Nordhaus-Gaddum inequalities for the number of connected induced subgraphs in graphs

TL;DR

This paper investigates Nordhaus-Gaddum type inequalities for the number of connected induced subgraphs, characterizing extremal graphs that minimize or maximize the sum of these counts in a graph and its complement.

Contribution

It provides exact characterizations of graphs minimizing or maximizing the sum of connected induced subgraphs and their complements, including trees, unicyclic graphs, and graphs with specific properties.

Findings

Minimum sum achieved by graphs with no induced path on four vertices.

Maximum sum achieved by specific trees with degree sequence (ceil(n/2), floor(n/2), 1,...,1).

Graphs with maximum sum have diameter at most 3, no cut vertex, and connected complement.

Abstract

Let $\eta(G)$ be the number of connected induced subgraphs in a graph $G$, and $\overline{G}$ the complement of $G$. We prove that $\eta(G)+\eta(\overline{G})$ is minimum, among all $n$-vertex graphs, if and only if $G$ has no induced path on four vertices. Since the $n$-vertex star $S_n$ with maximum degree $n-1$ is the unique tree of diameter $2$, $\eta(S_n)+\eta(\overline{S_n})$ is minimum among all $n$-vertex trees, while the maximum is shown to be achieved only by the tree whose degree sequence is $(\lceil n/2\rceil,\lfloor n/2\rfloor,1,\dots,1)$. Furthermore, we prove that every graph $G$ of order $n\geq 5$ and with maximum $\eta(G)+\eta(\overline{G})$ must have diameter at most $3$, no cut vertex and the property that $\overline{G}$ is also connected.

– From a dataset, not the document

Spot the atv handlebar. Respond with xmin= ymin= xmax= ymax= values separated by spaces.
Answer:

In both cases of trees and graphs that have the same order, we find that if $\eta(G)$ is maximum then $\eta(G)+\eta(\overline{G})$ is minimum. As corollaries to our results, we characterise the unique connected graph $G$ of given order and number of vertices of degree $1$, and the unique unicyclic (connected and has only one cycle) graphs $G$ of a given order that minimises $\eta(G)+\eta(\overline{G})$.